Abstract

The conversion of plastic waste into valuable chemicals through innovative and selective nano-catalysts offers significant economic benefits and positive environmental impacts. However, our current understanding of catalyst design capable of achieving industrial-grade current densities is limited. Herein, we develop a self-supported amorphous-crystalline NiO electrocatalyst for the electrocatalytic upcycling of polyethylene terephthalate (PET) into formate and hydrogen fuel. The catalyst achieves an industrial current density of over 1 A cm^-2 at 1.5 V vs.

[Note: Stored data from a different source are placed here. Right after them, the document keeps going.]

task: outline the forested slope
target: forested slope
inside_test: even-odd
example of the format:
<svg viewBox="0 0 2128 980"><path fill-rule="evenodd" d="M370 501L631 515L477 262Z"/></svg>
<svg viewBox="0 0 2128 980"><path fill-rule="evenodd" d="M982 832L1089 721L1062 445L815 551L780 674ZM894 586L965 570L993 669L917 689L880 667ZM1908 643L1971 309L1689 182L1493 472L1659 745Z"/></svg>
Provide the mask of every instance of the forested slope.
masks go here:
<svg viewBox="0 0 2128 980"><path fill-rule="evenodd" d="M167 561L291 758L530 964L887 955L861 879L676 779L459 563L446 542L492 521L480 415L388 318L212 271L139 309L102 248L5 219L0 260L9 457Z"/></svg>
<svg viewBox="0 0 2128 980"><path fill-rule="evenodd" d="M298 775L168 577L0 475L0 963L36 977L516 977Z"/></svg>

RHE, with an 80 % Faradaic efficiency and a formate production rate of 7.16 mmol cm^-2 h^-1. In situ Raman spectroscopy, X-ray absorption spectroscopy, and density functional theory calculations reveal that the rapid transformation of amorphous-crystalline NiO into γ-NiOOH at the amorphous-crystalline interface provides a thermodynamic advantage for formate desorption, leading to the high activity required for industrial applications, which is challenging to achieve for fully crystalline NiO. A techno-economic analysis indicates that recycling waste PET using this catalytic process could generate a profit of $582 per ton. This work presents a cost-effective and highly efficient approach to promoting the sustainable utilization of waste PET.